Short and perhaps more salty than sweet.


Photo cred: cherrilau

“Go collect handfuls of diverse things”, they said. “Alright”. We agreed, but time was tight, and downtown congestion is horrendous at any time of day. In order to beat the impeding rush hour traffic, our class trip to Coal Harbour had to be kept short, and perhaps more salty than sweet.

So how do you find diversity in a fouling community? After looking at mussels upon mussels (pun intended) of animals too far down for us to reach, our answer came to us by accident when we noticed a rope hanging off the side of the dock. Lifting it up, we found a variety of tunicates (clear: native, orange: invasive and colonial) also known as sea squirts, sponges, shrimp, barnacles, polychaete worms, nematodes, anemones, and many more mussels.

Ropes, of course! Seafood farmers have increased their mussel populations in this fashion for years. Young mussels attach themselves to exposed substrate to grow and a rope, being suspended in the water, allows for a much greater volume of water to flow through the filter feeders as opposed to when substrate dependent organisms attach themselves to the side of a stationary part of floating dock.


Photo cred: cherrilau

Not just mussels, but other amazing invertebrates such as the jellyfish we love and adore at our local Vancouver Aquarium are also dependent on finding a substrate for growth during their polyp stages.
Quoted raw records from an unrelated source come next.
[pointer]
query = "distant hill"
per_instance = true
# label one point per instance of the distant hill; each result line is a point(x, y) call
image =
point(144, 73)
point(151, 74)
These fouling communities rely on our human made structures to survive. Our docks create an accidental, but very suitable habitat for them to grow and prosper. These unexpected populations are beautiful once you take the time to investigate and learn about them. Filter feeders are often the first type of organism to be impacted by pollutants in water. This is why it is important to understand how we can promote their growth to ensure their vibrancy thrives in our waters for as long as possible.